Quantitative dPCR results of the first 6-plex generic reporter set in combination with a target panel for detection of KRAS and BRAF mutations and their corresponding WT controls. A background of 10,000 cpr of both WT targets is present in all reaction chambers aside from the NTC (reaction chamber 1). Single mutation targets were added in three different concentrations (1000 cpr, 100 cpr and 10 cpr). Above: One-dimensional plots of fluorescence channels detecting either BRAF WT in “Teal” or BRAF V600E in “Blue”. One-dimensional plots of all other fluorescence channels detecting the other targets are depicted in Figure S6. Below: Quantitative data of three replicates with reactions freshly prepared for each experiment. Expected concentrations, mean values and standard deviations of measured concentrations in copies per microliter (cp/μL) as well as mean values and standard deviations of the number of positive droplets in all three experiments are shown for each reaction chamber in each detection channel. Cells are color-coded wherever a positive result was expected for the specific chamber and channel. Separability scores between positive and negative droplet populations in the depicted reactions are indicated at the bottom.

Figure 5

Quantitative PCR results of the first 6-plex generic reporter set in combination with a target panel for detection of KRAS and NRAS mutations and their corresponding WT controls. A background of 10,000 cpr of both WT targets is present in all reaction chambers aside from the NTC (reaction chamber 1).
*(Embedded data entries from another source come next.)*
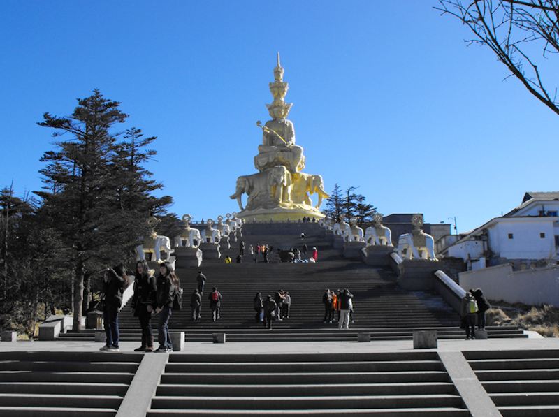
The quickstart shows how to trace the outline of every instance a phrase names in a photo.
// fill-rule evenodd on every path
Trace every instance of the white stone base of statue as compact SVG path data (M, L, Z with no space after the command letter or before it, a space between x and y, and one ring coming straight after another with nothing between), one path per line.
M393 251L394 247L392 246L368 246L365 251L362 251L362 259L371 266L389 266L391 261L390 254Z
M219 243L202 243L200 249L204 254L204 259L219 259L222 257Z
M344 242L342 254L348 259L361 259L361 249L367 244L365 242Z
M332 241L332 246L334 247L335 249L343 249L344 243L345 240L344 240L343 236L340 236L340 235L334 235L334 239Z
M175 256L177 268L197 268L202 263L203 253L199 248L175 247Z
M229 243L228 236L224 236L222 237L222 239L219 240L219 247L226 249L231 249L231 244Z
M271 209L244 210L237 214L237 217L244 219L248 223L252 223L254 220L256 221L270 221L270 220L274 221L286 221L287 220L298 221L303 217L310 217L311 219L314 217L317 220L319 220L325 217L324 214L314 207L306 205L305 207L307 208L277 207Z

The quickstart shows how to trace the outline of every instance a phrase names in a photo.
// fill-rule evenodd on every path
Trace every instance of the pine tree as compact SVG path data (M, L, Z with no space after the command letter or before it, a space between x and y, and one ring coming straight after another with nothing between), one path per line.
M128 117L119 105L94 90L78 100L71 116L45 113L38 123L56 129L55 137L69 136L43 154L41 161L48 163L41 170L45 191L36 193L43 198L50 226L71 250L75 331L87 307L84 295L87 300L90 279L108 266L131 259L138 237L147 232L150 210L170 201L150 196L161 186L143 168L155 154L143 149L154 138L143 139L141 131L133 128L119 142L122 134L113 131Z

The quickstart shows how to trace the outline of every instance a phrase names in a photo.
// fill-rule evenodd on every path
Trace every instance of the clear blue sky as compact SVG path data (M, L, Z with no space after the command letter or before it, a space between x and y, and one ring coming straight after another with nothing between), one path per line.
M0 13L0 186L41 186L50 131L99 88L158 136L150 166L195 220L237 210L280 51L305 172L460 231L558 189L558 118L432 0L20 1Z

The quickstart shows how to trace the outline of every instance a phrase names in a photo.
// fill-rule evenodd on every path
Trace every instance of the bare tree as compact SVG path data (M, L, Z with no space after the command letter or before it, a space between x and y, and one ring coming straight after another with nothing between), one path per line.
M559 0L439 0L435 8L453 16L475 35L538 100L559 115L556 63ZM508 77L507 77L508 78Z

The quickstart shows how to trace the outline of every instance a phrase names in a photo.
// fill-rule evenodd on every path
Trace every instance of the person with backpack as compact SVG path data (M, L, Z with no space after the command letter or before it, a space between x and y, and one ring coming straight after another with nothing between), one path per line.
M254 311L256 312L254 319L256 321L256 323L261 323L264 318L263 314L263 307L262 305L262 295L261 293L256 293L256 295L254 297L253 302L254 304Z
M463 324L466 329L466 340L476 338L476 316L478 309L477 302L474 295L470 291L466 291L466 294L462 298L460 309Z
M196 281L198 281L198 292L201 297L204 295L204 286L205 285L205 275L204 275L202 271L198 271Z
M124 265L119 264L105 272L103 279L103 319L105 324L106 343L102 352L119 352L119 332L118 312L122 306L122 294L129 284Z
M169 334L169 320L180 286L179 279L168 262L159 265L159 275L157 276L157 308L155 312L159 314L158 326L159 347L155 351L172 352L173 343Z
M347 288L344 288L337 299L337 307L340 311L340 317L337 319L337 328L349 328L349 307L354 295Z
M190 307L192 309L192 321L200 320L200 307L202 306L202 298L198 290L194 290L190 296Z
M330 294L330 290L326 288L324 293L322 294L322 304L324 305L324 320L323 323L332 323L331 320L331 314L332 311L332 295Z
M477 302L477 328L485 328L485 313L487 310L491 308L491 305L487 301L487 298L484 295L484 292L481 288L476 290L470 290L474 295L474 298L476 299Z
M136 263L134 295L132 296L132 314L140 320L142 328L142 345L134 351L152 352L153 333L150 321L155 309L157 285L153 271L150 270L145 260Z
M263 307L264 309L264 327L272 330L272 320L275 318L275 311L277 309L277 305L275 301L272 300L272 295L268 294Z
M222 294L214 287L208 299L210 300L210 309L212 310L212 319L214 321L219 319L219 309L222 307Z

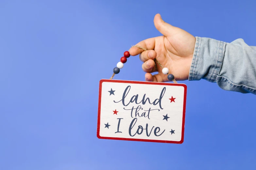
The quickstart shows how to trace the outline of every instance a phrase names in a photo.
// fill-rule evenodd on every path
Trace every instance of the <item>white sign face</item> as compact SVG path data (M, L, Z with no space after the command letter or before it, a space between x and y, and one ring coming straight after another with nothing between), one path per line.
M184 84L102 79L97 136L181 144L186 94Z

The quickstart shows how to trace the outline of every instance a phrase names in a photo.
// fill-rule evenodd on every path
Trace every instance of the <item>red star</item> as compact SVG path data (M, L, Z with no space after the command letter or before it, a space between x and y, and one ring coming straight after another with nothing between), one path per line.
M169 99L171 100L171 103L172 103L172 102L175 102L175 101L174 101L174 99L175 99L176 98L174 98L172 96L172 98L171 99Z
M113 111L114 112L114 114L113 114L113 115L115 114L116 115L117 115L117 113L118 112L117 111L116 111L116 109L114 111Z

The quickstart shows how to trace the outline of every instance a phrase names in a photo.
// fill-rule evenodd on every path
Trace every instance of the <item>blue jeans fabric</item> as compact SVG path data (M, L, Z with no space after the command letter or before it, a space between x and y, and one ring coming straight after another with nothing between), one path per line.
M196 37L189 80L205 79L225 90L256 94L256 47Z

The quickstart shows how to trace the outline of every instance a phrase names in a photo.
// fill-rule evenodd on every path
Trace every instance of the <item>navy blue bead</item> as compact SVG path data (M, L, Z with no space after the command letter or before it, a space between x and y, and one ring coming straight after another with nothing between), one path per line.
M115 74L118 74L120 72L120 69L118 67L115 67L113 70L113 72Z
M168 74L167 78L170 81L172 81L174 79L174 76L172 74Z

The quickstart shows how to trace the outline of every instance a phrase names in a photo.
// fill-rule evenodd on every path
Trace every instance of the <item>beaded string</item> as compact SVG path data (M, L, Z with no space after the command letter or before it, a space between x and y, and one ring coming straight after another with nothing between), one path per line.
M147 50L144 48L143 48L142 47L141 47L139 46L133 46L131 47L137 47L139 48L144 51L147 51ZM118 74L120 72L120 69L124 67L124 63L125 63L127 61L127 58L129 58L130 55L130 53L128 51L125 51L124 53L124 56L121 57L121 59L120 60L120 62L119 62L117 64L116 64L116 67L114 68L113 70L113 72L114 72L112 75L112 76L110 78L110 79L112 79L114 78L114 76L116 74ZM174 76L172 74L169 74L169 70L168 68L166 67L163 67L162 64L159 63L159 62L157 61L156 59L155 59L155 62L156 62L158 65L161 67L162 68L162 72L164 74L167 74L167 78L170 81L172 81L174 83L178 83L177 81L175 80L174 79Z

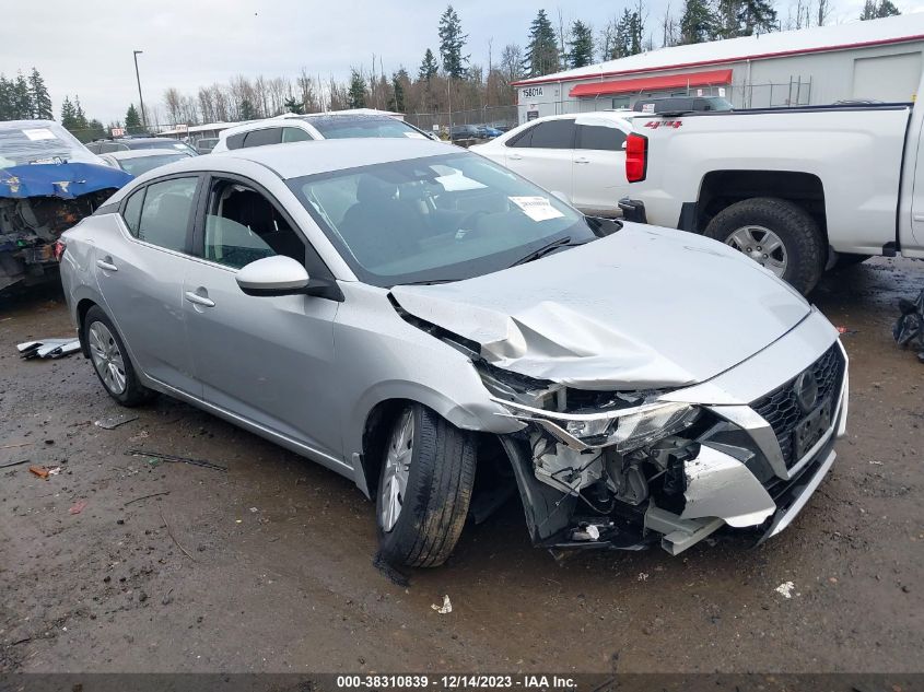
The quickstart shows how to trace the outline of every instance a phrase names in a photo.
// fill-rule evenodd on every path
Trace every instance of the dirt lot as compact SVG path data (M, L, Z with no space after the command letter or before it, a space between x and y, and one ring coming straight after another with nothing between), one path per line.
M0 470L0 671L920 671L924 365L890 326L922 285L924 263L874 260L816 291L851 330L849 437L763 547L559 564L512 503L409 588L373 567L373 505L349 481L165 397L97 427L124 410L87 361L15 352L69 333L61 297L8 302L0 464L61 472ZM451 614L431 609L444 594Z

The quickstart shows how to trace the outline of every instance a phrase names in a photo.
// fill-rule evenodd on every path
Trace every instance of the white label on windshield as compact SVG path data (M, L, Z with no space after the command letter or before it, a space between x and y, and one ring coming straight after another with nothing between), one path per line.
M552 207L547 197L508 197L514 204L523 210L523 213L533 221L548 221L564 216L558 209Z
M25 134L33 142L40 139L58 139L57 137L55 137L55 133L47 127L38 127L32 130L23 130L23 134Z

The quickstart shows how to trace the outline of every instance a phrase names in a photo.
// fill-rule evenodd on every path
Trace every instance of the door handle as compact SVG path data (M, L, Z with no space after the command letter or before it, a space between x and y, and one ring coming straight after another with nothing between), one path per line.
M195 303L196 305L201 305L202 307L214 307L215 302L204 295L199 295L194 291L187 291L185 294L186 300L190 303Z

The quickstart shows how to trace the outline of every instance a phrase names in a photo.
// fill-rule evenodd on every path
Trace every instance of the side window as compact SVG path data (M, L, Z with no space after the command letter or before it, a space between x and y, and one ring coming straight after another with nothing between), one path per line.
M273 255L304 263L305 244L260 192L238 183L215 181L209 193L203 257L241 269Z
M241 149L242 146L244 146L244 138L246 136L246 132L238 132L237 134L232 134L225 140L225 144L227 144L229 149Z
M199 178L174 178L148 186L141 206L138 238L185 253L189 218Z
M252 130L244 138L244 146L266 146L267 144L279 144L282 141L282 128L270 127L264 130Z
M507 146L529 146L529 143L533 141L533 132L535 130L535 127L524 130L510 141L507 141Z
M596 149L603 151L622 151L625 143L625 132L605 125L578 125L577 149Z
M122 211L122 219L125 225L128 226L128 232L136 238L138 237L138 230L141 225L141 203L144 201L144 188L142 187L137 192L132 192L125 203L125 211Z
M534 128L533 149L571 149L574 146L574 120L547 120Z
M312 136L308 134L305 130L297 127L284 127L282 128L282 141L283 142L305 142L312 139Z

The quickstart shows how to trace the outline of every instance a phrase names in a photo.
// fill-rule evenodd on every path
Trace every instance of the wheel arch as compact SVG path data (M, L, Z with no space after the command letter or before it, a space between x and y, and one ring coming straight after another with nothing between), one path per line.
M687 211L687 219L681 213L681 224L687 231L702 233L724 209L758 197L784 199L805 209L827 245L824 186L817 175L798 171L711 171L703 176L695 211Z

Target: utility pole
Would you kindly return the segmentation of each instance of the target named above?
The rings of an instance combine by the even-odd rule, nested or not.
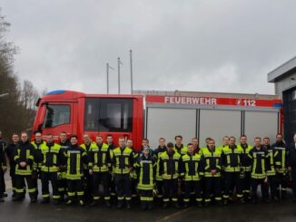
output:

Single mutation targets were added in three different concentrations (1000 cpr, 100 cpr and 10 cpr). Above: One-dimensional plots of fluorescence channels detecting either NRAS WT in “Blue” or NRAS Q61K in “Red”. One-dimensional plots of all other fluorescence channels detecting the other targets are depicted in Figure S7. Below: Quantitative data of three replicates with reactions freshly prepared for each experiment. Expected concentrations, mean values and standard deviations of measured concentrations in cp/µL as well as mean values and standard deviations of the number of positive droplets in all three experiments are shown for each reaction chamber in each detection channel. Cells are color-coded wherever a positive result was expected for the specific chamber and channel. Separability scores between positive and negative droplet populations in the depicted reactions are indicated at the bottom.